Despite strong opposition from congressional Republicans and President Bush, Democrats plan to press ahead with legislation aimed at staving off the collapse of the auto industry when Congress convenes this week for its final session of Bush’s presidency. …
Both measures would carve cash for Detroit out of the $700 billion financial rescue program Congress created last month to shore up the U.S. banking system. The White House opposes using the money for that purpose and has urged lawmakers instead to modify an existing $25 billion loan program to help the automakers retool factories to produce more fuel-efficient vehicles.
The amount of money Congress wants to spend on bailout loans could buy Detroit’s Big Three, and perhaps have enough left over for a German automaker or two. The value of the stock in these companies amounts to $7 billion combined:
As of the close of business on Friday the market cap for General Motors was about $1.9 billion, Ford about 4.3 billion….Chrysler is privately held but it’s a safe bet that their FMV is less than $2 billion…probably a LOT less….so for approximately a lousy $7 billion….a rounding error for the federal budget…the government could simply BUY the entire U.S. auto “industry” — actually, of course, it’s just the U.S. nameplate manufacturers, but that’s another story — for what amounts to a pittance.
Of course, one reason Congress seems so intent on investing in these automakers is that they run their businesses much like Congress runs the federal government:
The numbers are literally absurd….Ford has $160 billion in debt!….with NEGATIVE book value of equity….GM has about $60 billion in debt…and a HUGE negative net worth on a book basis of $56 billion!….Essentially, the market is valuing the companies — well above their (negative) book values — but at what amounts to scrap value!…so $50 billion more from forced tax exactions should be thrown at them?….and that’s NOT absurd?
Now, let’s look again at the oxymoron of “taxpayer protections” regarding loans to companies who already cannot repay their debt, and whose debt far outweighs their value.

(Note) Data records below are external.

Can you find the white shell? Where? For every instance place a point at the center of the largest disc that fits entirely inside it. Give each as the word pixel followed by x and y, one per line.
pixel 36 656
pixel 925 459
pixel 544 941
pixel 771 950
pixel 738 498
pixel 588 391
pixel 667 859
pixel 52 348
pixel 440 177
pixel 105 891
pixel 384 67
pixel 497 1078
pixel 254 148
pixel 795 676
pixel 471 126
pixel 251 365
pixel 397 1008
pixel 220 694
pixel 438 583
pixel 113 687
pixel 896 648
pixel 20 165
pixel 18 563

That sounds more like a Fannie Mae security than a solid bet on taxpayer money. Putting aside the obvious fact that the government has no business intervening in the collapse of a poorly-run private enterprise, the loans will only prolong the agony of collapse. If $160 billion in credit for Ford couldn’t correct their problems, an additional $8 billion will hardly turn the auto manufacturer into a stable powerhouse, or even keep them above water.
And who’s pushing this bill? Barney Frank, the same genius who assured us that Fannie Mae was solvent and that further regulation wouldn’t be needed.
The real taxpayer protections need to be placed on Congress, not the automakers. Representatives who engineered the collapse of the GSEs have no business plotting any more government interventions.
Update: Fixed the bad link; should have gone to Power Line.